Кроме небосвода причудливой расцветки пространство занимали полупрозрачные нити, состоящие из жемчужин, которые при столкновении издавали еле-еле слышный звон, похожий на звук падающих дождевых капель. Жемчужные канатики поднимались вверх, то опускались вниз, они держались за полумесяц, который, завалившись на спишу, возлежал в самом большом, пушистом и должно быть, мягком облаке. Ленивый засоня был единственным источником свет в этом месте, но темно не было. Молодой человек мог объяснить это только тем, что где-то снизу, из-под тумана, неизвестная сила подвала свет, словно подсвечивая сцену, словно все это было большими декорациями масштабного спектакля.

Время, обратившееся здесь в ничто, никак не заканчивалась и никуда не утекало, казалось здесь, такого понятия вообще не существовало, а ему на замену пришла лишь бесконечное нечто, невесомое и совершенно абсурдное в данной ситуации. Одним словом, торопиться было совершенно не куда, да и не зачем. Юноша развернулся и стал бесцельно считать шаги, двигаясь в обратном направлении. Вновь четыре.

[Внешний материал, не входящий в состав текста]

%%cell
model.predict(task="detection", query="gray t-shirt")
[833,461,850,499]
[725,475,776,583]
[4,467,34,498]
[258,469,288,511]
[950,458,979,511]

В тот момент, когда он приставил ногу, что-то за его спиной зашевелилось и мягко, как пуховая подушка, опустилось на землю. Тогда он развернулся и увидел Нечто. Что-то между светящейся изо всех сил электричкой лампочкой и ярко мерцающей новогодней елкой в канун торжества. Оно было неописуемо, скорее всего, это и была та совершенная материя, создать которую так мечтали умы всего человечества.

Нечто двинулась к молодому человеку, вытянуло вперед сгусток лучей, обвивающий какой-то предмет, смутно знакомый парню.

- Сыграй, я прошу тебя. Я наслышана о твоем таланте, позволь мне насладиться музыкой, я её очень люблю, - певуче произнесло оно с некоторой повелительной интонацией.

То, что было протянуто сгустком энергии, оказалось скрипкой. Инструмент был потерт и в некоторых местах потрескался, лак облупился, а струны, потемнели от бесчисленных прикосновений смычка, перетянутым у основания изолентой.

Юноша не помнил ни своего имени, ни своих родителей, ни того, почему он оказался здесь, на парящем в воздухе утесе, да что греха таить, человек не помнил ничего из своего прошлого. А её, любимую всей душой, помнил.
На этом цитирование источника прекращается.